Snap T4 : Revenus En Hausse, Moins D’Usagers Quotidiens

Et si le vrai enjeu de Snap n’était plus le nombre de personnes qui ouvrent l’application chaque matin, mais la capacité à vendre autre chose que de la publicité ? Le dernier trimestre publié par l’entreprise pose exactement cette question. Les comptes avancent, l’audience quotidienne recule un peu, et les lunettes Specs reviennent au centre de la conversation comme un objet encore mal défini, promis pour plus tard dans l’année.

Un trimestre qui gagne de l’argent sans élargir le cercle

Les chiffres du quatrième trimestre dessinent un portrait volontairement ambigu. Le chiffre d’affaires atteint 1,7 milliard de dollars, en hausse de 10 % sur un an.
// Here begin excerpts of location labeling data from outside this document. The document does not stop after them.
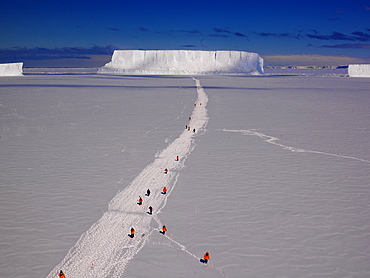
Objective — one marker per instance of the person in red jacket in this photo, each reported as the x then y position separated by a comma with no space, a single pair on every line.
164,229
132,232
206,257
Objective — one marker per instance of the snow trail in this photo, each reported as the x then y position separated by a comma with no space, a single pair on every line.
273,140
106,248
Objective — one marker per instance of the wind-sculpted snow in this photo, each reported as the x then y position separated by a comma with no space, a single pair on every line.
12,69
359,70
105,249
184,62
273,140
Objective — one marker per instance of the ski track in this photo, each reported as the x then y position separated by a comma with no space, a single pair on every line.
105,249
273,140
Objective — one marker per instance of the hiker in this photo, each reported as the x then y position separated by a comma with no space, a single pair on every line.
206,257
164,229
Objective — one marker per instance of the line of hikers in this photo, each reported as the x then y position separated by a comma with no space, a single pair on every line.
206,256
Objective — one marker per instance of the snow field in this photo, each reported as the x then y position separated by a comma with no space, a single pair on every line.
105,249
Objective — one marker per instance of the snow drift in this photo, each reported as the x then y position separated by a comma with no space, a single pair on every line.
183,62
12,69
360,70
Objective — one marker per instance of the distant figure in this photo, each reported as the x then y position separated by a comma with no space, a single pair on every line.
164,230
206,257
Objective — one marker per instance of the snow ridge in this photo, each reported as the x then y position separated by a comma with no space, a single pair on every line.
106,249
361,70
11,69
273,140
183,62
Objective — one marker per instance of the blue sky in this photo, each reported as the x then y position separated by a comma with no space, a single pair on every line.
43,30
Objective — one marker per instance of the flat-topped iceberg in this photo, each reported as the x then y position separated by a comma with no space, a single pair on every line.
183,62
360,70
11,69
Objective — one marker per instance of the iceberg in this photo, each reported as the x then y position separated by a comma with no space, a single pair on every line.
359,70
11,69
183,62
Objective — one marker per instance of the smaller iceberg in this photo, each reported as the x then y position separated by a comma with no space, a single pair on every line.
359,70
183,62
11,69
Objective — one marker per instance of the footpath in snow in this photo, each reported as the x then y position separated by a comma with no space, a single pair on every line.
106,248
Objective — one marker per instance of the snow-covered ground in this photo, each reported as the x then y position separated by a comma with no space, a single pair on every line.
273,183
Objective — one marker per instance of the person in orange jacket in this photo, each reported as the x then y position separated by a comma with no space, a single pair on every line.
132,232
206,257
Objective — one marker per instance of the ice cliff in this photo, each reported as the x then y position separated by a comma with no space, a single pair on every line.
362,70
12,69
183,62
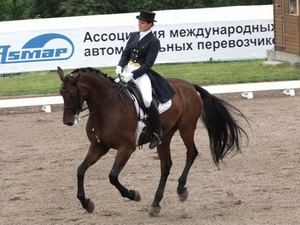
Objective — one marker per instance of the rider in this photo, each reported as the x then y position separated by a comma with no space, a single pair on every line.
136,61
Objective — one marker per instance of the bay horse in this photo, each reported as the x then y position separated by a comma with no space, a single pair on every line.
112,124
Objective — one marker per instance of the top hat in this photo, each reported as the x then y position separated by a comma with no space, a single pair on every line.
146,16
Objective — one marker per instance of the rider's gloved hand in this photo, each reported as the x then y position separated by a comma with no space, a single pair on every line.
126,77
119,70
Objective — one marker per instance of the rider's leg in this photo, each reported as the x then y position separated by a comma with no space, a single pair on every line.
144,84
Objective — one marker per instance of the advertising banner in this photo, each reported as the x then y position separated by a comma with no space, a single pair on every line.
192,35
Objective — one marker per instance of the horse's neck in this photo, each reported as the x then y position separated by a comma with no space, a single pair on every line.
99,88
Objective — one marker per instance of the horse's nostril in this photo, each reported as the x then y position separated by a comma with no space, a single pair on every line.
69,123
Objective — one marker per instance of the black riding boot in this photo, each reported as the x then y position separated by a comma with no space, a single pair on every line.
154,119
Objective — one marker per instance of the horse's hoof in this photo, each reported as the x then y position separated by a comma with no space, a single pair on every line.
154,211
91,206
137,196
183,196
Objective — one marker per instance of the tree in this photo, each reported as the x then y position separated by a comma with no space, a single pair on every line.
29,9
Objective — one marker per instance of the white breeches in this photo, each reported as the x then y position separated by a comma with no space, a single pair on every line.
143,83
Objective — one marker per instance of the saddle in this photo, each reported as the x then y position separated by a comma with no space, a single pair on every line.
144,130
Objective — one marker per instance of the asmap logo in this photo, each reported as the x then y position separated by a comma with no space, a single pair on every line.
45,47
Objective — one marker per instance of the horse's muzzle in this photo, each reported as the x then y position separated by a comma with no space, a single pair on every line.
69,123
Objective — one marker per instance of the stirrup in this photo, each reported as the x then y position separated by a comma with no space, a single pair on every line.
155,141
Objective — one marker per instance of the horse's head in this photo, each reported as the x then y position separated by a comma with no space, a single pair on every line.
72,95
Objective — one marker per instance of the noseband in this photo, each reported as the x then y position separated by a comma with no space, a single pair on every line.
79,94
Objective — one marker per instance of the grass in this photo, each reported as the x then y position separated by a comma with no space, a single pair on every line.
46,82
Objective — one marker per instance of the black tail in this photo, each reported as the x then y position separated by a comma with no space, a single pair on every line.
223,130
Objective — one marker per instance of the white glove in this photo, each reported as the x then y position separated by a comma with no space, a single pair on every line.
126,77
119,70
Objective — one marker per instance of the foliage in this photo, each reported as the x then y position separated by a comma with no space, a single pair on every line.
30,9
197,73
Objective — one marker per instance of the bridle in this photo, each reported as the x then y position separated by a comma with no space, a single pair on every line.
121,87
79,94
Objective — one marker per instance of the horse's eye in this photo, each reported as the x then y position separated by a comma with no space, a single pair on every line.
72,93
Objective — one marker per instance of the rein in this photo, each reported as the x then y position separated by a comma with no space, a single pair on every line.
121,87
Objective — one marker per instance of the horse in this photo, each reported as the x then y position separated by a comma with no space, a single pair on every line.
112,124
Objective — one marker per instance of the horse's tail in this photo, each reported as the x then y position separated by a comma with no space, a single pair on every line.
224,132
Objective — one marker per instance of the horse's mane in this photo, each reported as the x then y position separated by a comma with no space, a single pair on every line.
92,70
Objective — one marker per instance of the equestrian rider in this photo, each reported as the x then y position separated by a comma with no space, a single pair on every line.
136,61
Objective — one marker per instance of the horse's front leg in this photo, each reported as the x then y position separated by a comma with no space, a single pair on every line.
120,161
95,152
163,151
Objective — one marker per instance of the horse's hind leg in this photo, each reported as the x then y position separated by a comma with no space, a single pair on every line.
92,156
187,136
120,161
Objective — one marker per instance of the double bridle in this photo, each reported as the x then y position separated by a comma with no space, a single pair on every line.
79,95
121,87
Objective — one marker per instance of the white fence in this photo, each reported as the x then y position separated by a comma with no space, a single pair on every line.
246,89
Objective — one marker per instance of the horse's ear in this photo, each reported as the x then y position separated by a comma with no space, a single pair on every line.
60,73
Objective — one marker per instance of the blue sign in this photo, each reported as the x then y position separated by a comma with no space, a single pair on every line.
35,51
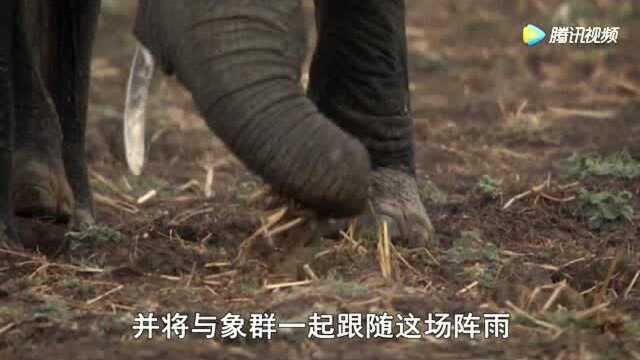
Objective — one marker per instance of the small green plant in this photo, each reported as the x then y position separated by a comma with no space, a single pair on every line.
618,165
475,259
605,207
489,186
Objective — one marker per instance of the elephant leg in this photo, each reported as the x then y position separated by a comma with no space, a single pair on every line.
67,76
8,14
241,61
359,78
40,185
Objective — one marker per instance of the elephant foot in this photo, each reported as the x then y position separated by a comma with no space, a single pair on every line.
81,218
41,188
394,199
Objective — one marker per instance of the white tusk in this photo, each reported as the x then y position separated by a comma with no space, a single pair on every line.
140,77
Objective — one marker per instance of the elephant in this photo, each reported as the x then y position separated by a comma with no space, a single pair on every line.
345,148
45,57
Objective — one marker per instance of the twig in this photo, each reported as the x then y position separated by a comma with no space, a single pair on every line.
146,197
533,190
288,284
114,290
7,327
530,317
554,295
587,313
631,285
467,288
115,203
307,269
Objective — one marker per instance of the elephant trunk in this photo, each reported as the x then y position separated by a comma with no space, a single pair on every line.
241,61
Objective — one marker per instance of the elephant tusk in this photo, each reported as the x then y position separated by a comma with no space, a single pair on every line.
140,77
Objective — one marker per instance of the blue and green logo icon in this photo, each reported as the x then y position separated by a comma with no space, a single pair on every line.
531,35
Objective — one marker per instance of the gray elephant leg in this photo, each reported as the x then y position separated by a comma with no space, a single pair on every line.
8,15
40,186
241,60
67,75
359,78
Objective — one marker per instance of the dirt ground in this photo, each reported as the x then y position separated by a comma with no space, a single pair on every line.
496,122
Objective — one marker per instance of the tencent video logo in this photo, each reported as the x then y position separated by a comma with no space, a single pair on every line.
572,35
532,35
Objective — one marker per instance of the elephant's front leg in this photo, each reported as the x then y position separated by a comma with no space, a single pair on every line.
68,79
359,78
7,120
40,185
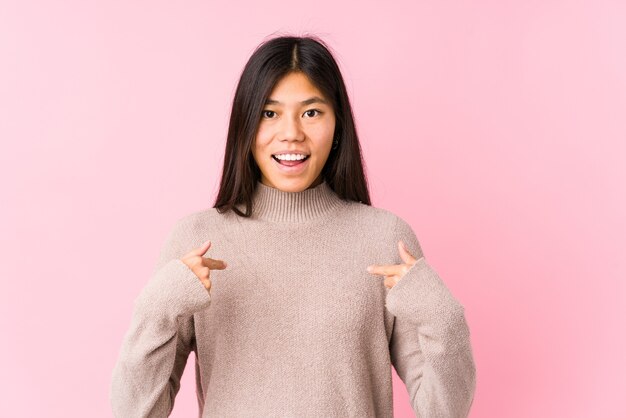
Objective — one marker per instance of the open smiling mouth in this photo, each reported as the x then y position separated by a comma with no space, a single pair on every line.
290,163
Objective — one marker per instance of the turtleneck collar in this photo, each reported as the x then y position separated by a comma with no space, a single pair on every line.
276,205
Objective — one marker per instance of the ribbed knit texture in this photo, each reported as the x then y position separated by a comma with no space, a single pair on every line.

Le revenu moyen par utilisateur grimpe légèrement, de 3,44 à 3,62 dollars. Le résultat net passe de 9 à 45 millions de dollars. Sur le papier, la machine financière respire mieux qu’il y a un an.

Pourtant, le thermomètre le plus regardé par les réseaux sociaux, celui des utilisateurs actifs quotidiens, cède un peu de terrain. L’audience moyenne glisse de 477 à 474 millions. Le recul se concentre en Amérique du Nord et en Europe. Le reste du monde continue de progresser, mais trop faiblement pour compenser les marchés historiques, ceux où la publicité se monétise le plus cher.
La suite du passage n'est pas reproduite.